Working remotely with X11
This discussion assumes that your bioinformatic software is running on a server under OS X, always kept on, and configured for file sharing as follows:
Open Apple/System Preferences/Sharing and check the "File Sharing" box
Click on Options and check the "Share files and folders using AFP", and dismiss by clicking "Done"
Close the Preferences window
From the client machine (an OS X computer remote from the server), link to the server using "Finder/Go/Connect to Server..."
Fill in the server IP address and click "Connect".
Mount the server itself from the list presented and click "OK".
Drag-and-drop and other file manipulations are now enabled between client and server.
Open the Terminal program and connect to the server as follows:
$ ssh -Y <login name>@<server IP address or domain name>
<login name> is the login name use when sitting at the server itself and restarting it.
<server IP address> can be found at the server in "Apple/System Preferences/Network".
<domain name> can be found at the server in "Apple/System Preferences/Sharing/File Sharing" in the text between the double slash and single slash under the "File Sharing: On" radio button.
Enter the password (the same used to restart the server as a computer).
The terminal window now belongs to the server and the work you do will be exactly the same as if you were at the server computer itself.
Any files created (for instance, the postscript file containing the image of the read-depth profile) can be inspected in the remote server window previously opened.
You will not be able to see the AquaTerm image of the read-depth profile, as AquaTerm is a native OS X application, and will not work across the X11 interface. However, if you double click the postscript file made during the run, an identical image will open in Preview on the client machine.
Likewise, the stand-alone version of Emacs will work across the network connection. Instead, the terminal version of Emacs or the local stand-alone applicaiton must be used.
Using Emacs at the terminal iis most easily done by opening two server sessions and dedicating one to Emacs alone.

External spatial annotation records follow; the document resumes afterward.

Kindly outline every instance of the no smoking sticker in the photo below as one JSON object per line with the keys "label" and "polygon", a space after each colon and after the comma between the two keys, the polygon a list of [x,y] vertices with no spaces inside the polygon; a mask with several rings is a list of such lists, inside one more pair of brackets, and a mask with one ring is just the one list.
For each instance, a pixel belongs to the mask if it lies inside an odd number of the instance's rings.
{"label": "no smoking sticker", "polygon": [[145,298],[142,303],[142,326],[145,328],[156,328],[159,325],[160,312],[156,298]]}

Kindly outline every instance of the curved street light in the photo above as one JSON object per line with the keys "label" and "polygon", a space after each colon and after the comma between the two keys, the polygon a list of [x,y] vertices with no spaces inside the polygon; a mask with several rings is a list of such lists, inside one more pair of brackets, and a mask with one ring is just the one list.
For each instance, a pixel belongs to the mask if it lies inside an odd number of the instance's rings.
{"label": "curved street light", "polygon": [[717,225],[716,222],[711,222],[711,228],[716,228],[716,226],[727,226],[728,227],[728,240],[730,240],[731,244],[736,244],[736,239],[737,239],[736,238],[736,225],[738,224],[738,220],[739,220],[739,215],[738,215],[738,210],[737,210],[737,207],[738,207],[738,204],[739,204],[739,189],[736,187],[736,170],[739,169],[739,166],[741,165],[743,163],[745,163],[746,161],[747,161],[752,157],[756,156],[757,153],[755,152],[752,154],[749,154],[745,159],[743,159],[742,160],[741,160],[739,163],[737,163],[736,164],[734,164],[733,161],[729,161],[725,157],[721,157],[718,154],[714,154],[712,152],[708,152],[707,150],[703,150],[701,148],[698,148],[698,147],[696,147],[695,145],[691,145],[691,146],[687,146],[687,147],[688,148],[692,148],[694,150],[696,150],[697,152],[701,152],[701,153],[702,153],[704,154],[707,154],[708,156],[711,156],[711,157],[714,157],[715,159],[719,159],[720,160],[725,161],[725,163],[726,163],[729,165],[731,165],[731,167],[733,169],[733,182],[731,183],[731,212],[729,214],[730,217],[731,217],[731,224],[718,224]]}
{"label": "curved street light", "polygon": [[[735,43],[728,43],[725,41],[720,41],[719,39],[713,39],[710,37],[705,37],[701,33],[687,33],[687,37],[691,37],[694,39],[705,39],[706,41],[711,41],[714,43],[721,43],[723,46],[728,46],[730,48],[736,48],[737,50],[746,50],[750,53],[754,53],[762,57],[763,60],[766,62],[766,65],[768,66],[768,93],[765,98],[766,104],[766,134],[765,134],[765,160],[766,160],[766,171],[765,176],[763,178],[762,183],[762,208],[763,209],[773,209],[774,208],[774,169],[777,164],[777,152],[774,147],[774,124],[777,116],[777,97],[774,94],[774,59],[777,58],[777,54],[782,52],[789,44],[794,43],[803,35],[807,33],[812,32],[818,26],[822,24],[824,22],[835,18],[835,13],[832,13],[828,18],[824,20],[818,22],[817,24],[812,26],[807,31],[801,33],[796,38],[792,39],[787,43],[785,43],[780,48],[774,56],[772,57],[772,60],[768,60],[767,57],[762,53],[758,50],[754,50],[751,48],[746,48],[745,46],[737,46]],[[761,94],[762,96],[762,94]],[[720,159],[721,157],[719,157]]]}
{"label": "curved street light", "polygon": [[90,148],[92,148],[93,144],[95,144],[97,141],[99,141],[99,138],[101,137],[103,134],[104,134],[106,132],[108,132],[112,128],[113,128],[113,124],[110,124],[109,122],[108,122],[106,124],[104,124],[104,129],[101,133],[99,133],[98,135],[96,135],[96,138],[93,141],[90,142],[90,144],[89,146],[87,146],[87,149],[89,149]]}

Alternatively, a remote file can be opened in the client Emacs application. This can be sluggish as the file being edited moves back and forth between the two computers whenever it is saved or opened. The larger the file, the greater the problem.

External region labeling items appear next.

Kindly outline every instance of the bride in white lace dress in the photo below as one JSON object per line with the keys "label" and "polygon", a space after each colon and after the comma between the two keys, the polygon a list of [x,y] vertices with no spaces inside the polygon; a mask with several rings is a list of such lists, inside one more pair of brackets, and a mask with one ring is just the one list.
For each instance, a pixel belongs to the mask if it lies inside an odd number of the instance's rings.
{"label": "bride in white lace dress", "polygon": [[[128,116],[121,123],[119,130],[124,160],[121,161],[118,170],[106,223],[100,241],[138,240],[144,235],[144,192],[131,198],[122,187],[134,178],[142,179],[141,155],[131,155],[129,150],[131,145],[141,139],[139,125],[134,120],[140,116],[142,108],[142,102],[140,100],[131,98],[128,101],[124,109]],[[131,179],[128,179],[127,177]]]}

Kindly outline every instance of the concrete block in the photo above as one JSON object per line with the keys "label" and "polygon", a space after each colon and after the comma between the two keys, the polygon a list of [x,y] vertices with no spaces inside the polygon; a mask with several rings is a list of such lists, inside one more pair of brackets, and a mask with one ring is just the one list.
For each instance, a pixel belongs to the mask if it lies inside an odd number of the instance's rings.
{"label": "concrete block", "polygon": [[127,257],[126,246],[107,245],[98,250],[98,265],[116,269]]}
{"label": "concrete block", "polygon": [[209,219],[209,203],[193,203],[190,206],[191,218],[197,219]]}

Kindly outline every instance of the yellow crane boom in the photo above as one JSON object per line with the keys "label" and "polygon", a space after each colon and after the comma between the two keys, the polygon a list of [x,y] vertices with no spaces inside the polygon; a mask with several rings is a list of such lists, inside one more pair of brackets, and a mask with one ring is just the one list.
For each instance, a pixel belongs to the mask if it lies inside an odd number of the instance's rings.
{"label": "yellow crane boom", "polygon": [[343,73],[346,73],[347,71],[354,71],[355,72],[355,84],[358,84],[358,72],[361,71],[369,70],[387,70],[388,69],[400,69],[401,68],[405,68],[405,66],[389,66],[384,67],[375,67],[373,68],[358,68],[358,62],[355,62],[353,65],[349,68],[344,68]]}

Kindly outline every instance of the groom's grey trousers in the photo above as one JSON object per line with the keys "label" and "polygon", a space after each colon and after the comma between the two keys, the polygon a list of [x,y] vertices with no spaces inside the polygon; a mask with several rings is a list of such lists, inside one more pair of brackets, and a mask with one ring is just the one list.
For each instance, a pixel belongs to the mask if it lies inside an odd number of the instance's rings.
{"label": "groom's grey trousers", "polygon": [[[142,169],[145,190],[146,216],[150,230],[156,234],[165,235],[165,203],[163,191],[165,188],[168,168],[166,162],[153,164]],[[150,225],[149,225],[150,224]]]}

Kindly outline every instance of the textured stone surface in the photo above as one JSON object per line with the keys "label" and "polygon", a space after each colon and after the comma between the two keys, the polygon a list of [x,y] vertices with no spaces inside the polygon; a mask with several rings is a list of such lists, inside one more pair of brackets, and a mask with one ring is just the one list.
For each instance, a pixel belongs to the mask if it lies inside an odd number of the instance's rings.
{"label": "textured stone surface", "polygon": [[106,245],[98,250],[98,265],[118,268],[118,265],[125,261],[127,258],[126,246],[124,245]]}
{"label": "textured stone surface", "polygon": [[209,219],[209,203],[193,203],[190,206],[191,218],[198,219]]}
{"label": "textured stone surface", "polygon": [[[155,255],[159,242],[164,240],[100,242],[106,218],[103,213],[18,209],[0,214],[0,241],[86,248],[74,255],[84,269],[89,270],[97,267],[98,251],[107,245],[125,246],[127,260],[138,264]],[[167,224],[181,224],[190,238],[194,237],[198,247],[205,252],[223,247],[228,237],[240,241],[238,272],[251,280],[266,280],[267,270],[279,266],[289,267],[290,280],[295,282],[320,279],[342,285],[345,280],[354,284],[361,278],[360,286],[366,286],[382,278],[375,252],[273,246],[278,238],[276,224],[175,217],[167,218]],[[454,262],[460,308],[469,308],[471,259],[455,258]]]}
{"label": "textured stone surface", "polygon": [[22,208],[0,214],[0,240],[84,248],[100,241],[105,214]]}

Excel work should be done on copies of files dragged from the server window into a client window. When Excel works on a remote file directly, performance degrades rapidly because of autosave, caching, and other problems.

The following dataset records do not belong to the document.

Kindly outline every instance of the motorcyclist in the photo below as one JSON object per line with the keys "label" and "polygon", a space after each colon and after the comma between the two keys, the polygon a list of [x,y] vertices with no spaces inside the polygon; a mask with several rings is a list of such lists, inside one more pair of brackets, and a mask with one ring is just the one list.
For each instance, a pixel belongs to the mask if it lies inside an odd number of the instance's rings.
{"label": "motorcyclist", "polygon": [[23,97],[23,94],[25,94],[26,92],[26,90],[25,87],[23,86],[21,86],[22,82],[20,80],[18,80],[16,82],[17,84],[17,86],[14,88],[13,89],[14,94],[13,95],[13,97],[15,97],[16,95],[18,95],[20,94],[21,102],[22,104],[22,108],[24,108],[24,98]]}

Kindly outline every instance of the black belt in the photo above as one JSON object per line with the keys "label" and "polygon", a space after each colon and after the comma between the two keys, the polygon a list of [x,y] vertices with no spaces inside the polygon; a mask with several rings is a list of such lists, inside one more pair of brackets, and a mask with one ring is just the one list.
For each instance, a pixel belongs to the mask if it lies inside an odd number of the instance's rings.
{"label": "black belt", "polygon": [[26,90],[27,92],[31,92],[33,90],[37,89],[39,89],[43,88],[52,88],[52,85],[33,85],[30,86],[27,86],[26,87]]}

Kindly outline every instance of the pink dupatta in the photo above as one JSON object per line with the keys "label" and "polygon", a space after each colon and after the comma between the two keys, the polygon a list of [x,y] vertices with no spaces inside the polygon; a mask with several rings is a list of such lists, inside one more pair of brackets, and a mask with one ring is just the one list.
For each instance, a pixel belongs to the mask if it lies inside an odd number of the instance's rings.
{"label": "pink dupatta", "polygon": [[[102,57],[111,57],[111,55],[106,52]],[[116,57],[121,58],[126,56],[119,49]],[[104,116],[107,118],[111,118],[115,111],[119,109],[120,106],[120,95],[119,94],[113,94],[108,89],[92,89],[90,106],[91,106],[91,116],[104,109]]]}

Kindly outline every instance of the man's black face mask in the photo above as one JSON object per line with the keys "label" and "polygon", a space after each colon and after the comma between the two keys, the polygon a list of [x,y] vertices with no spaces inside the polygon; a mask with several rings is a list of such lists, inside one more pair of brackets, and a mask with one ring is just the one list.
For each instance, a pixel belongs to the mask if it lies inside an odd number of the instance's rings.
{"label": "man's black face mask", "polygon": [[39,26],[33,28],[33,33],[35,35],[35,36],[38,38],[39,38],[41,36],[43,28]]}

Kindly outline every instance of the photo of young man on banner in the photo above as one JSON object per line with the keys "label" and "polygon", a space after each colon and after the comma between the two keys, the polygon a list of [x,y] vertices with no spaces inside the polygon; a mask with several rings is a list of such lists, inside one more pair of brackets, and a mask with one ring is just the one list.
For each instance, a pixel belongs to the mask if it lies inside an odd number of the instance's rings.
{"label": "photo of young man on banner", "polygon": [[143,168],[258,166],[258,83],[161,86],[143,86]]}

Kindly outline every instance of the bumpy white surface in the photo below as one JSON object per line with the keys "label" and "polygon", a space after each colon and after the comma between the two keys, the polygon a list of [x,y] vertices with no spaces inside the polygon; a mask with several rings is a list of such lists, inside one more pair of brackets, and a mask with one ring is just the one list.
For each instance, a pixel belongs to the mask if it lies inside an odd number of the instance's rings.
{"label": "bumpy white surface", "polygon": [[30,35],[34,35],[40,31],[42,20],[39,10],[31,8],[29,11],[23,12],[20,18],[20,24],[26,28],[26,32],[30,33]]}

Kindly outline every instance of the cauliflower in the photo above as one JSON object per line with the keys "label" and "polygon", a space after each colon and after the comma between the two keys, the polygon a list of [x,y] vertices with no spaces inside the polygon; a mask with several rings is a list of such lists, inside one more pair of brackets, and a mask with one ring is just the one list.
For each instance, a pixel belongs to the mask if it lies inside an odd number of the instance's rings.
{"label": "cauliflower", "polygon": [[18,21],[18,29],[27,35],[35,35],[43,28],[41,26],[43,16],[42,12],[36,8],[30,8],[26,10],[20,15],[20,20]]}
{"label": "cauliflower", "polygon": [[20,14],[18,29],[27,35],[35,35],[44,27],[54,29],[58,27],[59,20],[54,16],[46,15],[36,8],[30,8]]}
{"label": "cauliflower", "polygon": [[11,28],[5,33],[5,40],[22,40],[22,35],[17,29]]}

Be sure to copy the file back to the server when done!
On a couple of occasions, I have written master scripts which automate everything, from raw data to the final profile. Invariably, they screw up, often with loss of data. The lesson: Don't try to do too much in a single step! Similarly, try to convince your sequence facility to keep your raw data on their server as long as possible, just in case you have to fetch it again.
Many of these procedures and tools are in flux and being improved. I'm happy to hear comments and suggestions, especially about improvements in my code.